While Rock en Seine is the moneymaker, Europavox is something of a pet project for Missonnier. First held in 2006, the festival brings together breakout acts from across Europe to play the multi-stage event at Clermont-Ferrand’s Polydome; a complex aptly located on Rue Serge Gainsbourg. As well as an arena which can hold an audience of over 6,000, it is home to the town’s main music venue, La Coopérative de Mai, which has two performance areas: a club with a capacity for 464 people and a hall that holds 1,500. These, along with an outdoor stage, provide a platform for over 50 acts, while Europavox also hosts promoters, booking agents, and music journalists from across the continent, with the aim of introducing them to these performers and creating an opportunity to network. Recent years have seen the addition of a nationwide French tour with acts picked from the festival’s line-up.

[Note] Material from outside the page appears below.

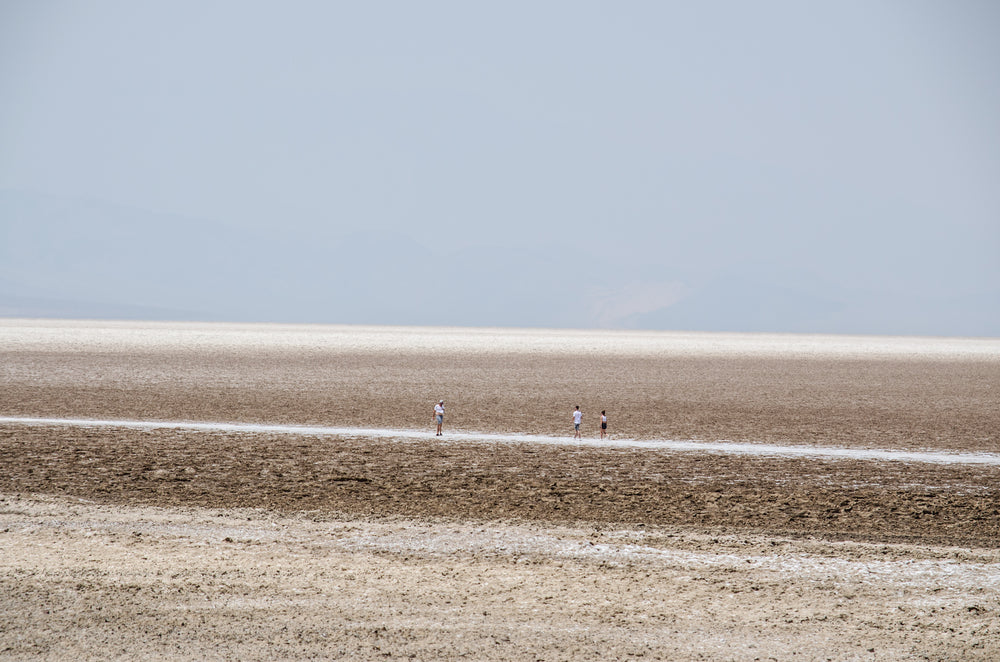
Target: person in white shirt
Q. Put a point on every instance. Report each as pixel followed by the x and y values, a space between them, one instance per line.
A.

It is clear the concept is something he holds dear: his eyes light up and he talks with genuine enthusiasm when describing how it came to fruition.

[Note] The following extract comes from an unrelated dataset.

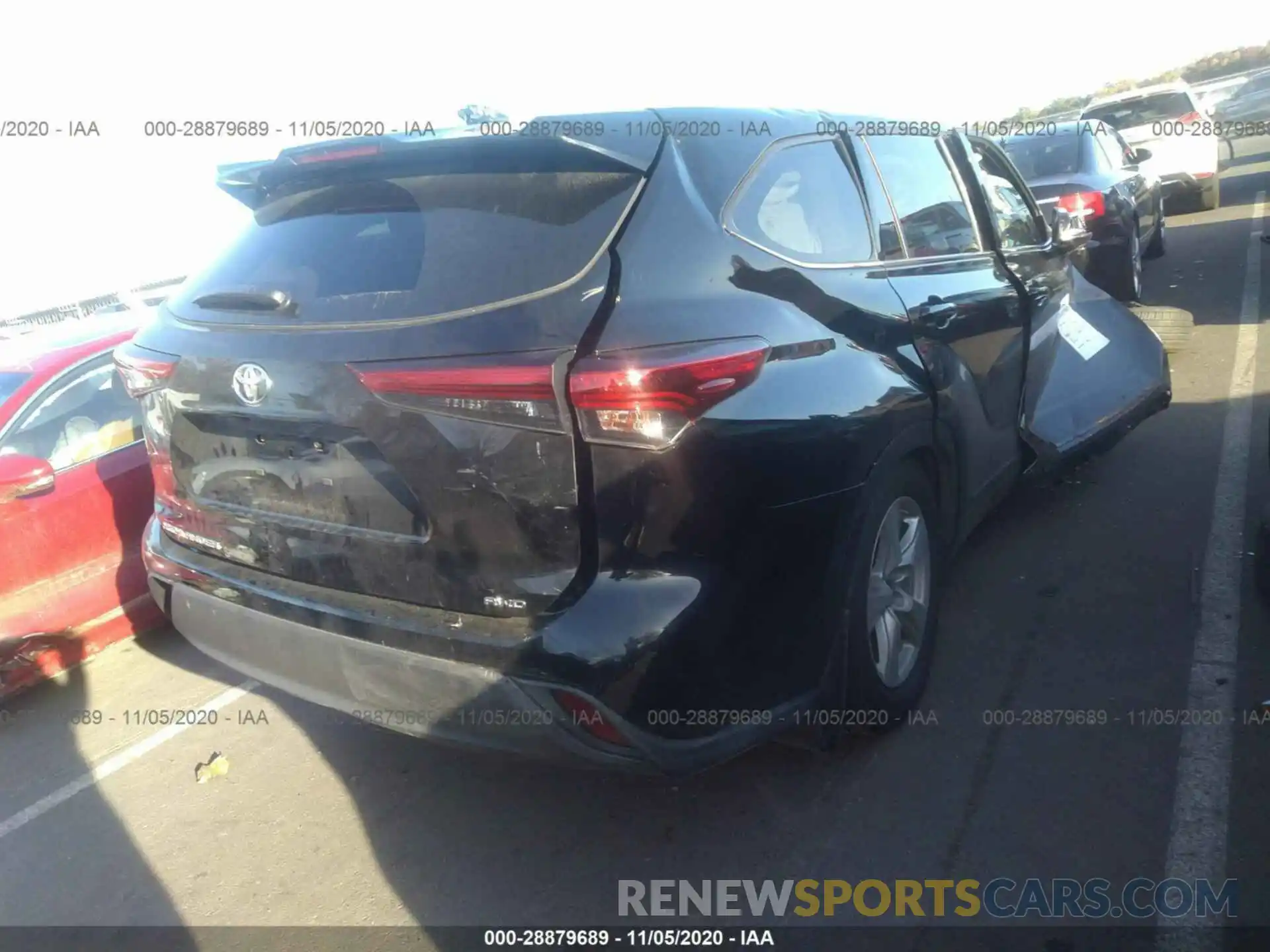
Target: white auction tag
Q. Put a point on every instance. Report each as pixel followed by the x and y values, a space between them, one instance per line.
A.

“It began for two reasons,” he explains. “The first reason came from me: It was 2005 and there was a referendum in France, it was for or against the European Constitution, and there was [lots of coverage] in the media and it was very interesting but I thought something was lacking. Nobody talked about culture and nobody talked about the youth. All of the debates were about economics, agriculture, and all these kind of things… business. [If you don’t include the youth] who will bring the Europe of tomorrow? So it was quite disappointing. Culture was not a theme in the debate at all, and that’s the exact opposite of what I think. I think that with Europe, it’s one of the most beautiful political projects in the world because of its concept. The simple idea of Europe is that we are different but we share a common vision and our difference, instead of being something wrong, is something good because our differences make us stronger and richer, and so on. So it’s about living together on the same planet, and Europe made that a political project.
“But it’s a project that’s difficult to defend, because when everything goes wrong everybody has a tendancy to close the door and stay under the pillow, and so on. You always have to explain the project and make people aware of its beauty.
“So, in 2005 the idea came to me – those political guys, the media in France – they don’t talk about culture, they don’t talk about the youth – I will make a festival out of it! I will make a music festival out of it, having tons of different bands from different countries playing together, that will explain the deep meaning of what Europe is.”
Missonnier found support for the project in his native region, where local politicians were keen to add a music festival to the cultural calendar.
“I’m from the Auvergne region and at the time there was a political change and they hadn’t any music festival. They were thinking about that and they wanted to have a rock festival for the youth of Auvergne, and as I created the Rock en Seine festival in Paris two years before, they asked me if I had any ideas. So I came to the table and I said, ‘OK, I don’t want to make another Rock en Seine festival, I want to make this: I want to make a music festival based on musical diversity.
“At that time they had the incredible political courage to put in a lot of money to help me create this festival. And it was born in 2006, with three different directions: it was in the centre of France, it was with concerts – that hasn’t changed since, there’s 50 bands from 20 different countries – with professionals and media from all over Europe that can meet and exchange ideas and bands and business and so on, and also a citizenship programme called Ambassadors, where we invited 100 people, four from each country, to live the festival together, like a small Erasmus of music.”